Goal: organize a pile of documents into topics without labels — separate lease clauses from NDA clauses, group similar contracts, triage a corpus before review.

kaos-ml-core provides classical ML over your content. Embed the documents (with the vendored static model, no download), then cluster the vectors with mini-batch k-means.
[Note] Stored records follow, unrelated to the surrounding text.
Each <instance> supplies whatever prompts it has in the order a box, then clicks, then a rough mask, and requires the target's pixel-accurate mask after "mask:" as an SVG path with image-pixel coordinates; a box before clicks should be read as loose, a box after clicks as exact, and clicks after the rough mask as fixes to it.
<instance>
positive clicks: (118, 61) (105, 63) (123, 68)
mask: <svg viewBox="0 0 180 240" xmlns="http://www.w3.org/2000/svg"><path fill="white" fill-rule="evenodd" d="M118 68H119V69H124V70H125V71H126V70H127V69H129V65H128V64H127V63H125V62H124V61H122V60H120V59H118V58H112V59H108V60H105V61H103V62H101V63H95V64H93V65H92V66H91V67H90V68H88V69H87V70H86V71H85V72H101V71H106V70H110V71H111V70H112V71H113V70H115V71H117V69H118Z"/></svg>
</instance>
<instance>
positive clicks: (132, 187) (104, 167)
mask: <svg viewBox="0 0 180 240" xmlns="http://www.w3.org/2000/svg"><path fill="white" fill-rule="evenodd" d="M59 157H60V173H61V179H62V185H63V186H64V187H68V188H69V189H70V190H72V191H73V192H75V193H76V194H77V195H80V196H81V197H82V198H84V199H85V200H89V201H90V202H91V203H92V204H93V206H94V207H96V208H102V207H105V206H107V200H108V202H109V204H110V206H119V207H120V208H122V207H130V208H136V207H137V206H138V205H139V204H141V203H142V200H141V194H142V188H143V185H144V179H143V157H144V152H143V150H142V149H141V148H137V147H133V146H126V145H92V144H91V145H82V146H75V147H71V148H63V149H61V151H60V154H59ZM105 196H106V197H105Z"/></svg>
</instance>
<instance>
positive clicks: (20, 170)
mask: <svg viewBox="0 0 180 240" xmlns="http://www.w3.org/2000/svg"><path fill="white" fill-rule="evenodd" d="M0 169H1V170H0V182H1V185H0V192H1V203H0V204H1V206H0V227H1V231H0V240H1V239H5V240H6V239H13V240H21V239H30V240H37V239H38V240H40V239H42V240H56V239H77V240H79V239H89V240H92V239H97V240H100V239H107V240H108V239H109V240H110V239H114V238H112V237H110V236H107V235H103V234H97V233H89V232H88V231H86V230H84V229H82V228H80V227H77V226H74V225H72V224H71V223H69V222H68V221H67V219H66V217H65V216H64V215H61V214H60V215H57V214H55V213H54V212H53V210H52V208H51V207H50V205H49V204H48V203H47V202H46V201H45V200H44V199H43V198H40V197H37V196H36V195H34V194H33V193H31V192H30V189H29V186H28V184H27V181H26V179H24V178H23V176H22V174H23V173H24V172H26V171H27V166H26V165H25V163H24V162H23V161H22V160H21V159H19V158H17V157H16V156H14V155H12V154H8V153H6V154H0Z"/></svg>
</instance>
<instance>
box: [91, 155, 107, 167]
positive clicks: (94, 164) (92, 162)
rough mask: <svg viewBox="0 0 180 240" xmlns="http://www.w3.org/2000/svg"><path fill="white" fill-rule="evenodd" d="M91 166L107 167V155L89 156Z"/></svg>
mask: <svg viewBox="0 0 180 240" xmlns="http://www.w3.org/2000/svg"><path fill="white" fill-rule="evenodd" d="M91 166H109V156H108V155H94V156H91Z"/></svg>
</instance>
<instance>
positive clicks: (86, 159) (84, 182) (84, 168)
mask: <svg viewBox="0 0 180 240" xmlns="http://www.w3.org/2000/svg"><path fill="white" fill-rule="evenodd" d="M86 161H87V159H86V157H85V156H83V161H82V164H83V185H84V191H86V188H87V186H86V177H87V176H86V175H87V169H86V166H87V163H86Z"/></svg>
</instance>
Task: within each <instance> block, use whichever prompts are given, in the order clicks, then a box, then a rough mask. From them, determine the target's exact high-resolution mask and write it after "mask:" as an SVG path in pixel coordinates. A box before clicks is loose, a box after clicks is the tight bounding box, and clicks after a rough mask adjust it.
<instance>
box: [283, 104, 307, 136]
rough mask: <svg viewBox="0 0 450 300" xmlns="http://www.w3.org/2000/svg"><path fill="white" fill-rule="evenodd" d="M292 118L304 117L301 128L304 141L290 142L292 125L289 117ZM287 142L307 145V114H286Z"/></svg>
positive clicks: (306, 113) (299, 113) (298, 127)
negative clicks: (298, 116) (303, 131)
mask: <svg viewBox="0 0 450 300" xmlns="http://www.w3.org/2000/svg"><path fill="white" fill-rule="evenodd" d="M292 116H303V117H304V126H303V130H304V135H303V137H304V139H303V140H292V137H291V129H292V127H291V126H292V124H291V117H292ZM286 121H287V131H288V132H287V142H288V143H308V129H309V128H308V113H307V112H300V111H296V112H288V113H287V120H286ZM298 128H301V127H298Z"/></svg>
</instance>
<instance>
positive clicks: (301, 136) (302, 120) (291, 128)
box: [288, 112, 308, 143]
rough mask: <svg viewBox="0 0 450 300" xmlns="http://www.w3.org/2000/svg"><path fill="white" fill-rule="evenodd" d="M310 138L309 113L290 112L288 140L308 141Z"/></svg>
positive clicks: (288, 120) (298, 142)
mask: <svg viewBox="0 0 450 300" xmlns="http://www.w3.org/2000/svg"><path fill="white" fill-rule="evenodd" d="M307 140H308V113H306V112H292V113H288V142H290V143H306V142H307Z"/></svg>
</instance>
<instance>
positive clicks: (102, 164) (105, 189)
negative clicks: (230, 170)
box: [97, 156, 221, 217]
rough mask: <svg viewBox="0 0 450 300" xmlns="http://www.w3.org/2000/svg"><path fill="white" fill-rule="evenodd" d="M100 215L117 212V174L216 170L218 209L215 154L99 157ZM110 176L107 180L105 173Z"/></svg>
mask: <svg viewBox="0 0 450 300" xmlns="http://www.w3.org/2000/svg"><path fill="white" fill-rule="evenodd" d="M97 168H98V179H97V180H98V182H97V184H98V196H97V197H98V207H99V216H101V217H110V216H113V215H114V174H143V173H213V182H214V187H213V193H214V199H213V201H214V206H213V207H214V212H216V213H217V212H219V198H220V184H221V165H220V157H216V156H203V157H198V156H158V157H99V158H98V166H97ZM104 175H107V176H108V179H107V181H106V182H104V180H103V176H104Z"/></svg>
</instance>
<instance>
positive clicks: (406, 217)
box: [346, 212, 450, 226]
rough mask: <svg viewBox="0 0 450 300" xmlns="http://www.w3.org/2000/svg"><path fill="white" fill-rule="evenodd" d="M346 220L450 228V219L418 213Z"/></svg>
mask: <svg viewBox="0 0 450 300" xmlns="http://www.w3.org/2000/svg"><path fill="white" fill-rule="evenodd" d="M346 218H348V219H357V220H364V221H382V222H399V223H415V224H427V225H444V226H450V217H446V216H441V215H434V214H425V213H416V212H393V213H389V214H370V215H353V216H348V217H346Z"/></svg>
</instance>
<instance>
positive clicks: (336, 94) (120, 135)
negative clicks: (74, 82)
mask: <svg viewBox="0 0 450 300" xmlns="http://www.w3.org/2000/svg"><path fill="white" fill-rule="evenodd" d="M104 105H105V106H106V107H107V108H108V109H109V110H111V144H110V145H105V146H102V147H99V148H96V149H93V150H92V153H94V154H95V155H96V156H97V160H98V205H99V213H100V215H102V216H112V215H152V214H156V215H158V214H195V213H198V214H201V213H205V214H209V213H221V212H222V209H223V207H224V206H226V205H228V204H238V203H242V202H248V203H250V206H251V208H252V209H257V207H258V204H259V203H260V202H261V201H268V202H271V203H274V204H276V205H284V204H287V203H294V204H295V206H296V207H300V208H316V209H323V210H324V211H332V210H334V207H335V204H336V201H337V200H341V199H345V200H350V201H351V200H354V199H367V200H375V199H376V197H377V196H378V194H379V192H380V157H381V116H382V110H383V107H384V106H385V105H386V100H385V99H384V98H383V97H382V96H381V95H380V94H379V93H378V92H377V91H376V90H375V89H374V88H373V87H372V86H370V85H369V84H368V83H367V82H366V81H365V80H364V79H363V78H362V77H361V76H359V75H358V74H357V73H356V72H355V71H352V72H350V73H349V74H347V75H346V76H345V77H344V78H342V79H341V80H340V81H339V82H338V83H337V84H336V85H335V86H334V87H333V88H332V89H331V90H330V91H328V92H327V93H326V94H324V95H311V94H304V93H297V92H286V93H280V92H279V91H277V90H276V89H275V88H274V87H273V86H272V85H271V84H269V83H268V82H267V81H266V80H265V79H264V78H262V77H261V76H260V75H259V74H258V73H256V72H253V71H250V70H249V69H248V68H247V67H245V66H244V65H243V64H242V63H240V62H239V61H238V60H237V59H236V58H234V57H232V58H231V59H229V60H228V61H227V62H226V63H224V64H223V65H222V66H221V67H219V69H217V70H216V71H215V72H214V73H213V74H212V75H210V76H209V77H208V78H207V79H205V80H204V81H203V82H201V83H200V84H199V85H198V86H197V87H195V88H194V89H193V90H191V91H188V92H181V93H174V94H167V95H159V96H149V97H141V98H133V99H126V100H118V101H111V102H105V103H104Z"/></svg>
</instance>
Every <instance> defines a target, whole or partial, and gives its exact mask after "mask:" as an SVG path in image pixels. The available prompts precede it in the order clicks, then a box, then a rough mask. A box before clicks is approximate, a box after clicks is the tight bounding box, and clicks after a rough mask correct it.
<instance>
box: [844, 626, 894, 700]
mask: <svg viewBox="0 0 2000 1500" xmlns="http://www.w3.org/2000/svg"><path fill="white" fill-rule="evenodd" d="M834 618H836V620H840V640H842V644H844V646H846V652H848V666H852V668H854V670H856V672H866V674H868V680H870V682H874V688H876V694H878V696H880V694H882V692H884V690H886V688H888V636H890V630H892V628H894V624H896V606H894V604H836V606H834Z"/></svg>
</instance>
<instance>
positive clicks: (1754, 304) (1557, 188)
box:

Deterministic via a fixed seed, fully offline.

Terminal window
uv run examples/cluster-documents.py
examples/cluster-documents.py
#!/usr/bin/env -S uv run --script
# /// script
# requires-python = ">=3.13"
# dependencies = [
# "kaos-ml-core>=0.1.2,<0.2",
# "kaos-nlp-transformers[model2vec]>=0.1.5,<0.2",
# "numpy",
# ]
# ///
"""Cluster documents by topic — embeddings + k-means, offline.
`kaos-ml-core` provides classical ML over your content. Here we embed a handful
of documents (with the vendored static model, no download) and cluster them with
mini-batch k-means — automatically separating lease clauses from NDA clauses.
This is how you organize a corpus without labels. Deterministic via a fixed seed.
Run it:
uv run examples/cluster-documents.py
"""
from __future__ import annotations
import os
os.environ.setdefault("KAOS_NLP_TRANSFORMERS_OFFLINE", "1")
import numpy as np # noqa: E402
import kaos_nlp_transformers as knt # noqa: E402
from kaos_ml_core.cluster import minibatch_kmeans # noqa: E402
DOCS = [
"The lease term is five years with rent due monthly.", # lease
"Tenant pays rent each month under the lease agreement.", # lease
"Confidential information must be protected for three years.", # nda
"The receiving party shall keep all confidential data secret.", # nda
]
def main() -> list[int]:
model = knt.EmbeddingModel.load("minishlab/potion-base-8M")
features = np.asarray(model.embed(DOCS), dtype=np.float32)
result = minibatch_kmeans(features, n_clusters=2, random_state=0)
labels = result.labels.tolist()
print("document -> cluster:\n")
for doc, label in zip(DOCS, labels):
print(f" [{label}] {doc[:48]}...")
return labels
if __name__ == "__main__":
labels = main()
# The grouping is stable: the two lease docs land together, the two NDA docs
# land together, and the topics separate. (Cluster *ids* may vary; grouping
# doesn't.)
assert labels[0] == labels[1], "lease docs should cluster together"
assert labels[2] == labels[3], "NDA docs should cluster together"
assert labels[0] != labels[2], "lease and NDA should be different clusters"

What to notice

  • It composes two packages: embeddings (kaos-nlp-transformers) produce the feature matrix; kaos-ml-core clusters it. That’s the KAOS pattern — small packages that snap together.
  • The grouping is stable across runs (random_state=0); the cluster ids may swap, the grouping doesn’t.
  • kaos-ml-core also does feature extraction over the content AST, LLM-assisted labeling, and logistic-regression classification — the supervised path once you have labels.